Ces changements sont des prérequis indispensables : aucune police, aucune armée au monde ne peut sauver un peuple qui a décidé de se suicider et d’applaudir la disparition de sa propre civilisation. Trahison ignoble de quelques générations d’enfants gâtés capricieux, qui privent leurs successeurs de ce que leurs prédécesseurs ont consacré des millénaires à bâtir.

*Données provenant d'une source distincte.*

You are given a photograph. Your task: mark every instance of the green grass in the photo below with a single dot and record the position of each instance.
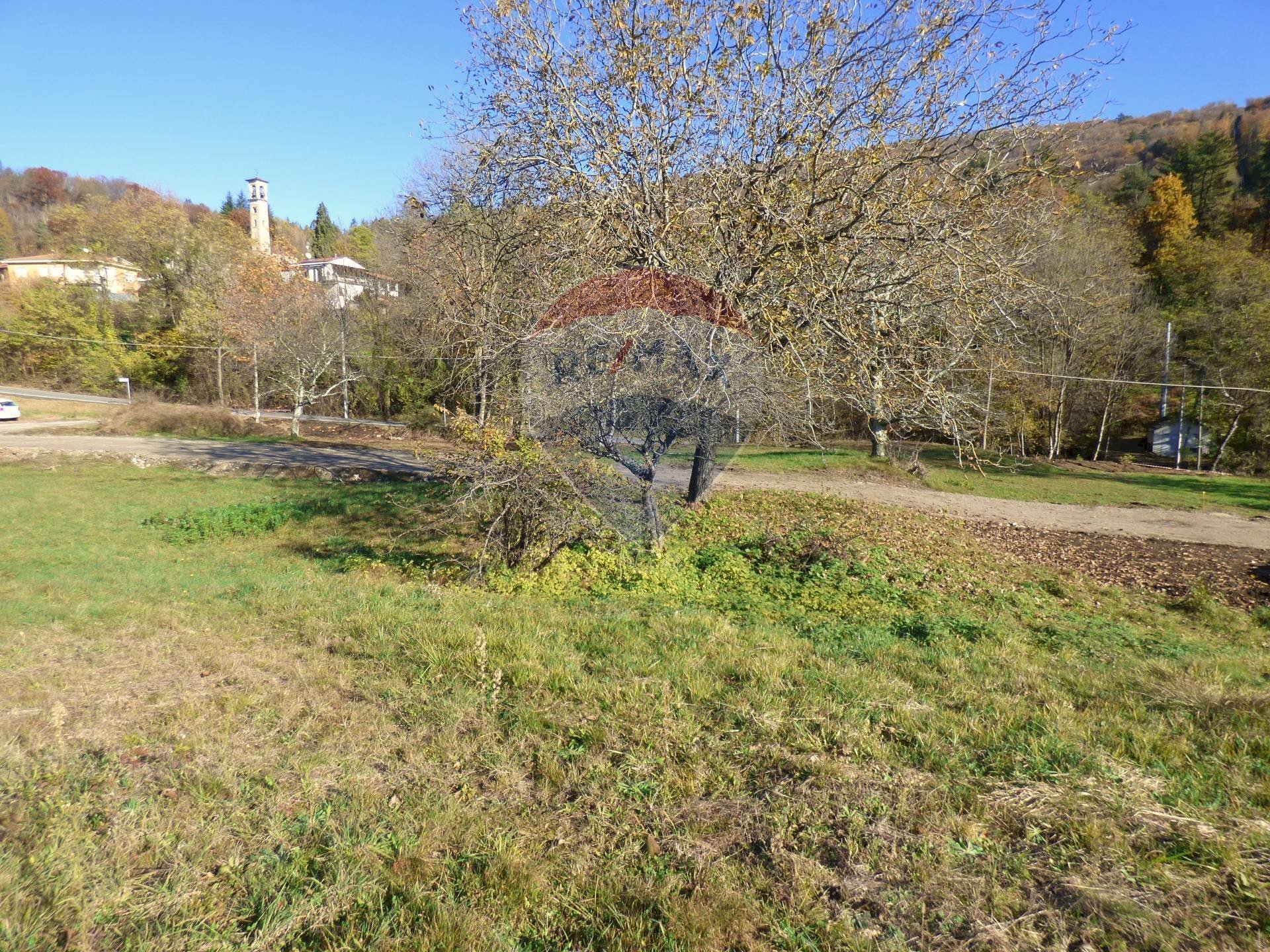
(1024, 480)
(804, 725)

Il ne servirait à rien de demander aux armées de reconquérir les parcelles perdues du territoire national, si c’est pour les brider comme on bride aujourd’hui la police et la gendarmerie. Jusqu’ici tous les projets de simplification de la procédure pénale ont été des échecs retentissants. Il faut lire David Galula et son remarquable traité de contre-insurrection. Les sanctions doivent être immédiates et identiques sur tout le territoire. Les brutes qui font régner leur loi dans certaines zones doivent en être écartées dès qu’elles sont identifiées, afin d’en protéger le voisinage. Les quartiers calmes (notamment ayant un taux élevé de population d’origine étrangère) doivent être prioritaires pour bénéficier des politiques publiques sur ceux qui se distinguent par les violences urbaines et les trafics : le respect des lois doit être récompensé. De même, il est urgent d’allouer plus de moyens pour des bourses d’étude ou du soutien scolaire à destination des adolescents et jeunes adultes sans histoire, plutôt que d’affecter ces moyens à une « réinsertion » qui revient à offrir à des délinquants ce que d’autres, honnêtes, n’auront jamais. Les ressources doivent être concentrés sur les services publics dirigés par des personnes fiables, et non données à des associations à la loyauté douteuse sur lesquelles l’État se déchargerait de ses responsabilités. Ce sont là des conditions indispensables de la victoire, avec la proclamation de l’état de siège au moins le temps de désarmer les « quartiers » et d’enfermer les chefs de bandes. La France et la République ne seront respectées que si elles montrent qu’elle savent se faire respecter.
C’est la leçon d’Ibn Khaldoun : pour ne pas tomber dans la spirale de la violence, nous devrons redonner son sens et sa noblesse à l’usage de la force. En clair, si tu veux la paix, prépare la guerre.